Malnutrition and Breastfeeding Gaps
Nutrition deficits are amplifying the risk. Exclusive breastfeeding rates stand at only around 56 per cent, depriving nearly half of all infants of the immune protection provided by colostrum and breast milk in the critical early months of life.
'Adolescent motherhood, inadequate maternity leave, the absence of breastfeeding facilities for working mothers, misconceptions, lack of awareness and the unregulated availability of formula milk are among the contributing factors,' the report said.
Micronutrient deficiencies compound the problem further. Regular access to foods rich in iron, vitamin A, vitamin D, and zinc remains inadequate. Approximately 43.6 per cent of children under five suffer from varying degrees of anaemia, with prevalence highest among those below two years of age — the cohort most vulnerable to severe measles complications.
Structural Barriers to Care
The report identifies unhealthy living conditions, insufficient primary healthcare infrastructure, delays in treatment-seeking, and high out-of-pocket costs as the primary structural drivers of the crisis.
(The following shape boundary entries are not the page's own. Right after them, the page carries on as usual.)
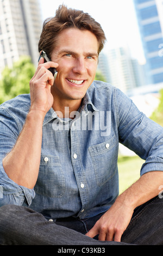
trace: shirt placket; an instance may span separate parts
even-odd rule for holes
[[[85,216],[86,208],[89,202],[89,194],[86,179],[81,160],[80,143],[77,132],[77,126],[78,125],[80,125],[79,123],[80,119],[72,121],[70,134],[71,161],[82,204],[82,208],[78,216],[83,218]]]

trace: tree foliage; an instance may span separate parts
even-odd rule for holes
[[[35,67],[29,56],[22,56],[11,68],[6,66],[0,80],[0,103],[19,94],[29,93],[29,81]]]
[[[29,56],[22,56],[11,68],[6,66],[0,80],[0,104],[14,97],[29,93],[29,81],[35,72],[35,67]],[[97,71],[95,80],[105,82],[103,74]]]
[[[95,80],[98,80],[101,81],[106,82],[105,77],[103,76],[102,73],[99,71],[97,71],[96,72]]]

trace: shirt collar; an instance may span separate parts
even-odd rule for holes
[[[78,109],[78,112],[81,112],[83,111],[84,112],[85,114],[86,115],[89,113],[89,111],[92,110],[95,111],[99,111],[99,109],[98,109],[93,104],[89,92],[87,91],[83,98],[82,105]],[[47,123],[49,123],[50,121],[56,118],[58,118],[58,115],[53,108],[51,107],[51,108],[50,108],[49,111],[46,114],[46,116],[44,118],[43,125],[45,125]],[[60,118],[59,119],[61,120]],[[67,119],[67,118],[66,119]],[[65,120],[64,121],[67,121],[67,120]]]

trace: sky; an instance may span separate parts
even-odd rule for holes
[[[133,0],[40,0],[42,18],[54,16],[59,5],[88,13],[104,30],[107,42],[104,48],[129,47],[131,56],[145,62]]]

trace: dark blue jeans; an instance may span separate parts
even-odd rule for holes
[[[121,242],[85,235],[102,214],[53,222],[30,208],[5,205],[0,208],[0,245],[163,245],[162,203],[163,199],[156,197],[136,208]]]

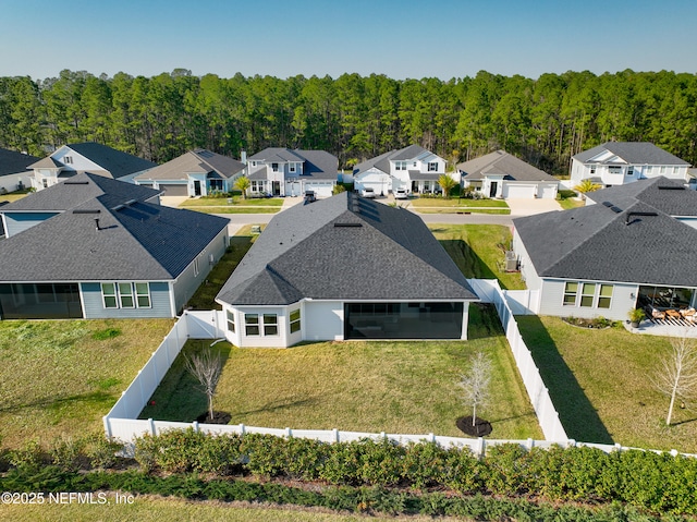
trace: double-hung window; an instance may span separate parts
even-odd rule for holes
[[[149,308],[150,284],[147,282],[102,282],[101,302],[105,308]]]
[[[244,331],[247,336],[259,335],[259,314],[244,314]]]
[[[264,335],[279,335],[279,316],[276,314],[264,314]]]
[[[301,330],[301,309],[294,309],[291,312],[291,333],[295,333]]]
[[[578,294],[578,283],[567,281],[564,287],[564,306],[576,306],[577,294]]]

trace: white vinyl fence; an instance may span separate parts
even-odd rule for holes
[[[525,341],[523,341],[523,337],[518,330],[518,324],[515,321],[513,311],[509,306],[509,302],[499,286],[499,281],[496,279],[468,279],[467,282],[482,302],[492,303],[499,313],[501,325],[505,331],[505,338],[511,345],[515,364],[518,367],[518,373],[523,378],[523,384],[537,414],[537,420],[545,434],[545,439],[566,440],[566,432],[559,421],[559,413],[554,409],[552,399],[549,396],[549,390],[545,386],[540,372],[533,360],[533,354],[527,345],[525,345]]]
[[[546,440],[485,440],[482,438],[473,439],[464,437],[441,437],[433,434],[425,435],[395,435],[395,434],[368,434],[356,432],[314,430],[314,429],[277,429],[266,427],[252,427],[245,425],[212,425],[199,423],[175,423],[149,420],[138,420],[140,411],[152,396],[169,369],[170,365],[181,351],[187,339],[220,339],[223,337],[224,315],[222,312],[185,312],[174,325],[169,335],[164,338],[160,347],[152,353],[131,386],[123,392],[121,399],[114,404],[111,411],[103,417],[105,430],[108,437],[118,439],[126,444],[126,448],[132,447],[136,437],[144,434],[157,435],[168,429],[186,429],[210,433],[210,434],[268,434],[280,437],[302,437],[322,440],[327,442],[339,442],[350,440],[360,440],[365,438],[379,439],[388,437],[401,444],[435,441],[441,446],[455,446],[469,448],[473,453],[481,456],[487,447],[501,444],[518,444],[526,448],[542,447],[552,445],[560,446],[590,446],[603,451],[616,451],[623,448],[620,445],[597,445],[568,440],[566,433],[559,421],[559,414],[554,410],[549,392],[542,383],[529,350],[523,342],[523,338],[513,317],[513,312],[506,303],[506,299],[496,280],[470,279],[469,283],[477,292],[481,301],[493,303],[501,318],[506,333],[506,339],[511,344],[518,372],[527,389],[535,412],[538,416]]]

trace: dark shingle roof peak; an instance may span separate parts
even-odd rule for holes
[[[580,162],[590,162],[592,158],[609,151],[628,165],[689,165],[649,142],[607,142],[597,147],[584,150],[573,158]],[[604,161],[599,161],[604,162]]]
[[[376,275],[393,274],[394,277]],[[274,217],[218,300],[476,299],[420,218],[343,193]]]

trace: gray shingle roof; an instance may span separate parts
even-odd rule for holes
[[[303,178],[337,181],[339,173],[339,159],[326,150],[301,150],[280,147],[269,147],[250,156],[248,161],[272,162],[302,162]],[[266,179],[266,178],[264,178]]]
[[[343,193],[276,216],[218,294],[235,305],[476,300],[424,221]]]
[[[132,154],[122,153],[121,150],[117,150],[115,148],[111,148],[99,143],[74,143],[66,145],[66,147],[97,163],[103,169],[105,173],[108,172],[113,179],[123,178],[124,175],[134,174],[136,172],[157,167],[157,163],[152,161],[138,158]],[[61,166],[60,162],[52,160],[49,156],[49,158],[45,158],[30,167],[44,166],[47,159],[50,159],[50,161],[56,163],[56,166]]]
[[[634,191],[639,183],[643,182],[617,189]],[[670,197],[669,193],[684,195],[682,191],[665,191],[660,199]],[[613,199],[609,203],[615,209],[601,203],[514,219],[537,274],[564,279],[697,286],[697,230],[648,202],[632,196]]]
[[[590,158],[606,150],[622,158],[629,165],[689,165],[677,156],[673,156],[648,142],[607,142],[591,149],[584,150],[573,158],[585,163],[588,162]]]
[[[380,156],[376,156],[375,158],[367,159],[366,161],[356,165],[353,169],[353,173],[354,175],[359,175],[362,172],[375,167],[376,169],[389,174],[390,161],[406,161],[425,154],[431,153],[420,145],[408,145],[404,148],[400,148],[399,150],[390,150],[389,153],[381,154]]]
[[[39,158],[28,154],[0,148],[0,175],[27,173],[29,165]]]
[[[620,207],[644,202],[669,216],[697,216],[697,192],[664,177],[589,192],[586,197],[596,203],[611,202]]]
[[[557,178],[533,167],[530,163],[512,156],[505,150],[497,150],[486,156],[457,165],[457,170],[465,172],[463,179],[482,180],[487,174],[503,174],[511,181],[547,181],[559,182]]]
[[[244,163],[236,159],[196,149],[155,167],[135,177],[136,180],[186,180],[188,173],[203,172],[208,178],[232,178],[244,170]]]
[[[145,202],[150,199],[161,191],[156,191],[147,186],[124,183],[97,174],[77,174],[68,181],[58,183],[42,191],[29,194],[22,199],[17,199],[2,207],[2,211],[46,211],[46,210],[69,210],[99,196],[112,197],[127,202],[137,199]]]
[[[73,180],[78,178],[88,178],[90,184],[100,182],[93,174],[80,174]],[[107,181],[113,183],[112,187],[136,186]],[[36,196],[65,190],[63,185],[53,185]],[[84,190],[84,185],[68,185],[71,186]],[[88,198],[1,241],[0,281],[170,280],[228,226],[227,219],[217,216],[143,199],[124,205],[124,194],[103,193]],[[100,230],[96,229],[95,218],[99,219]]]

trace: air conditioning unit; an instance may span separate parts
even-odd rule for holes
[[[506,251],[505,253],[505,271],[517,271],[518,259],[513,251]]]

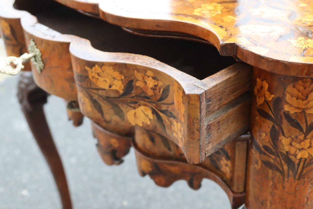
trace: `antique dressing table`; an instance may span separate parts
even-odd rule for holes
[[[74,125],[90,119],[108,165],[132,147],[140,174],[159,185],[184,179],[196,189],[206,178],[233,208],[313,208],[309,2],[1,2],[13,56],[0,71],[22,70],[22,109],[63,208],[72,206],[43,112],[48,94],[65,100]]]

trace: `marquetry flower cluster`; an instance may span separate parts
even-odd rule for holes
[[[308,47],[313,48],[313,39],[306,39],[303,37],[298,37],[297,39],[289,39],[288,40],[291,46],[302,49]]]
[[[252,34],[260,36],[271,36],[276,37],[285,29],[280,26],[264,25],[245,25],[239,28],[243,34]]]
[[[121,93],[124,86],[121,80],[124,76],[117,71],[114,71],[111,66],[102,66],[100,68],[97,65],[92,69],[86,67],[91,81],[96,86],[105,89],[116,89]]]
[[[304,134],[294,137],[281,136],[280,139],[285,151],[297,159],[307,158],[309,154],[313,156],[313,139],[305,139]]]
[[[308,117],[313,114],[313,81],[304,78],[287,86],[282,112],[283,98],[271,93],[266,81],[256,80],[258,114],[252,130],[254,149],[250,153],[253,166],[259,170],[264,165],[278,172],[284,182],[297,180],[307,174],[313,161],[313,122]],[[290,129],[295,134],[288,134]],[[287,178],[288,173],[292,179]]]
[[[154,120],[156,123],[154,124],[157,124],[166,133],[171,132],[179,146],[182,147],[183,128],[182,123],[185,120],[185,107],[182,92],[177,83],[173,82],[171,86],[165,85],[150,70],[142,72],[135,70],[130,78],[126,78],[115,70],[114,65],[100,67],[96,65],[92,68],[86,66],[85,68],[91,81],[91,87],[79,85],[86,93],[80,91],[78,94],[83,112],[88,113],[95,109],[104,119],[109,115],[111,118],[119,118],[122,121],[127,118],[130,124],[140,126],[149,126]],[[84,77],[83,75],[76,76]],[[113,96],[116,92],[108,91],[117,91],[119,96]],[[165,102],[166,100],[172,102]],[[103,102],[111,106],[113,114],[111,111],[105,111]]]
[[[267,91],[269,84],[266,81],[262,81],[259,78],[257,78],[256,85],[254,87],[254,92],[256,97],[257,104],[258,107],[264,102],[264,100],[270,101],[275,97]]]
[[[304,78],[288,86],[286,92],[285,110],[291,113],[303,111],[313,113],[313,81]]]
[[[263,18],[281,17],[286,15],[280,10],[269,8],[255,8],[250,11],[253,15],[260,16]]]
[[[214,16],[222,13],[223,7],[219,4],[213,2],[209,4],[201,4],[200,7],[195,9],[193,14],[208,17]]]

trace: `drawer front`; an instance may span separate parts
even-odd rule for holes
[[[237,63],[200,80],[149,57],[96,50],[89,41],[57,32],[29,13],[21,23],[26,44],[33,39],[42,54],[44,69],[31,65],[37,84],[78,100],[82,112],[102,128],[131,135],[136,126],[154,132],[194,164],[248,129],[248,65]]]
[[[84,114],[100,125],[138,126],[166,136],[189,162],[205,157],[199,151],[204,91],[193,85],[197,79],[150,57],[99,51],[82,39],[70,50]]]
[[[33,40],[41,53],[44,65],[44,69],[38,71],[31,62],[36,84],[49,93],[68,101],[77,101],[69,50],[70,37],[38,23],[32,16],[23,18],[21,22],[26,44]]]

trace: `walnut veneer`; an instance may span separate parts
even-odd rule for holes
[[[31,1],[1,3],[8,54],[35,41],[45,67],[24,70],[66,101],[74,124],[91,120],[106,163],[132,147],[161,186],[207,178],[233,208],[313,206],[312,3]]]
Children with undernutrition face a markedly elevated risk of life-threatening measles complications, creating a dangerous overlap between the country's nutrition emergency and its immunisation failure.
This comes amid broader concerns about Bangladesh's public-health capacity following recent political and economic turbulence, which has strained government service delivery across sectors. Unless vaccination coverage is urgently restored and nutrition interventions scaled up, health experts warn that the under-five mortality rate could worsen further through the remainder of 2026.